In this post we will use the gh
package to search Github for uses of the different geoms used in ggplot2
.
We load some necessary packages.
library(tidyverse)
library(scales)
library(stringr)
library(gh)
Next, we find all the functions exported by ggplot2
, keep only those of the form geom_*
, and put them in a data frame.
geoms <- getNamespaceExports("ggplot2") %>%
keep(str_detect, pattern = "^geom") %>%
data_frame(geom = .)
geoms
## # A tibble: 44 x 1
## geom
## <chr>
## 1 geom_text
## 2 geom_vline
## 3 geom_col
## 4 geom_tile
## 5 geom_qq
## 6 geom_label
## 7 geom_line
## 8 geom_smooth
## 9 geom_path
## 10 geom_spoke
## # ... with 34 more rows
Since there are 44 different geoms we will have to make 44 separate calls to the Github API. To avoid running into a rate limit, we thus define a function operator called delay
, which takes as input a function f
and a number delay
, and returns that same function, but now modified so that its call is delayed by delay
seconds.
delay <- function(f, delay = 3) {
function(...) {
Sys.sleep(delay)
f(...)
}
}
When web scraping and making API calls it’s often nice to get some real-time feedback on what calls are being made. For this we define a second function operator, w_msg
, which modifies a function so that it prints out its first argument whenever it is called.
w_msg <- function(f) {
function(...) {
args <- list(...)
message("Processing: ", args[[1]])
f(...)
}
}
Our workhorse function will be search_gh
, which takes a search query parameter q
, and then searches Github for that query. (NB: if you want to run this yourself, you should follow the instructions in ?gh::gh_whoami
for how to handle your Github API token).

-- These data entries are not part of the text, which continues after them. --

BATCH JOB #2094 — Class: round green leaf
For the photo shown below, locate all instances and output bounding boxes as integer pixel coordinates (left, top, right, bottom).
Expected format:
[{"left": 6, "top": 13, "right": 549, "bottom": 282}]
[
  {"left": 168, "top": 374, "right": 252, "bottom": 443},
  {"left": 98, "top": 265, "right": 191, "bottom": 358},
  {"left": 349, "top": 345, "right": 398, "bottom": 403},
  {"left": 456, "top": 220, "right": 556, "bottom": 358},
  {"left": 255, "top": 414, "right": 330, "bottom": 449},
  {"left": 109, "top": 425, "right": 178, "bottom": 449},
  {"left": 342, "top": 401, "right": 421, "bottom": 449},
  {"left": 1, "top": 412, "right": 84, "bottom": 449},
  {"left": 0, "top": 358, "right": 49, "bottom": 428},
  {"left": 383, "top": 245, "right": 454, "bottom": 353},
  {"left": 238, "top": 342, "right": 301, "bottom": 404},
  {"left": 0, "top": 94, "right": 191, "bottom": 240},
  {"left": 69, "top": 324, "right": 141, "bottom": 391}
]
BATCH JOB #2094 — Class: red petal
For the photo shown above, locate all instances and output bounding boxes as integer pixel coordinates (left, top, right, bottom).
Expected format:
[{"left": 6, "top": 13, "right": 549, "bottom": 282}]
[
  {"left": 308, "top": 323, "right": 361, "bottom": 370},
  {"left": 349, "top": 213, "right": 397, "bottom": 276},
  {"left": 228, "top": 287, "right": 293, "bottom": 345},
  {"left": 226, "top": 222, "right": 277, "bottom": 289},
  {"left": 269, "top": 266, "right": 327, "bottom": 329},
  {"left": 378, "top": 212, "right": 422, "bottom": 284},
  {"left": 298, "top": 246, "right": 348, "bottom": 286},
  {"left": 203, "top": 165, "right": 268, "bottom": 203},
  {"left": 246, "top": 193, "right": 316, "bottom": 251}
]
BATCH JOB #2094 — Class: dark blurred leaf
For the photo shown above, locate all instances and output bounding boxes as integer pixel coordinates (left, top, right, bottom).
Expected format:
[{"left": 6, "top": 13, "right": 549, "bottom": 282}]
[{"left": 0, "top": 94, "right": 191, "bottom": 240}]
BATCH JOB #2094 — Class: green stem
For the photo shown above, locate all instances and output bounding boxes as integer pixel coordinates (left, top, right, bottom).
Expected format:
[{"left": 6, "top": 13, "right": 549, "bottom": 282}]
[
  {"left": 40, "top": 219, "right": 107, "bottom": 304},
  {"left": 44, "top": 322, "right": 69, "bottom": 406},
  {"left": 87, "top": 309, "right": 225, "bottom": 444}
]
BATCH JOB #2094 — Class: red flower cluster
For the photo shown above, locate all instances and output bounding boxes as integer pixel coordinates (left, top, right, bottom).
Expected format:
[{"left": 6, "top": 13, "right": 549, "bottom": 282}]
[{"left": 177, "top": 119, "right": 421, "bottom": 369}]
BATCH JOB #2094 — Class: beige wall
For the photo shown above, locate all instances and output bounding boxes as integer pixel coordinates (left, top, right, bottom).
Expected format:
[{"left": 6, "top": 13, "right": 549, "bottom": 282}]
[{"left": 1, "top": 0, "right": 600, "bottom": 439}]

search_gh <- function(q, ...) {
gh("/search/code", q = q, ...)
}
With all this in place, we simply map our modified search_gh
over all 44 geoms, and extract the total_count
field.
geoms <- geoms %>%
mutate(
result = map(geom, w_msg(delay(search_gh))),
total_count = map_int(result, "total_count")
)
## Processing: geom_text
## Processing: geom_vline
## Processing: geom_col
## Processing: geom_tile
## Processing: geom_qq
## ...
geoms
## # A tibble: 44 x 3
## geom result total_count
## <chr> <list> <int>
## 1 geom_text <S3: gh_response> 38912
## 2 geom_vline <S3: gh_response> 29418
## 3 geom_col <S3: gh_response> 5088
## 4 geom_tile <S3: gh_response> 13993
## 5 geom_qq <S3: gh_response> 482
## 6 geom_label <S3: gh_response> 7703
## 7 geom_line <S3: gh_response> 116986
## 8 geom_smooth <S3: gh_response> 46169
## 9 geom_path <S3: gh_response> 12378
## 10 geom_spoke <S3: gh_response> 512
## # ... with 34 more rows
Finally, we plot the results.
ggplot(geoms, aes(x = total_count,
y = reorder(geom, total_count))) +
geom_point(color = "red") +
geom_text(
aes(label = str_replace(geom, "geom_(.*)", "\\1 ")),
size = 3,
hjust = 1,
color = "grey30"
) +
scale_y_discrete(expand = c(0.03, 0)) +
scale_x_log10(
limits = c(100, 1500000),
expand = c(0, 0),
breaks = 10 ^ c(1:6),
labels = format(10 ^ c(1:6),
scientific = FALSE, big.mark = ",")
) +
annotation_logticks(sides = "b") +
theme_minimal() +
theme(
axis.ticks.y = element_blank(),
axis.text.y = element_blank(),
panel.grid.major.y = element_blank(),
panel.grid.minor.x = element_blank(),
plot.margin = unit(rep(5, 4), "mm")
) +
labs(
x = NULL,
y = NULL,
title = "Make geom_qq Great Again",
subtitle = paste0("Most popular ggplot2 geoms,",
" by total count on Github")
)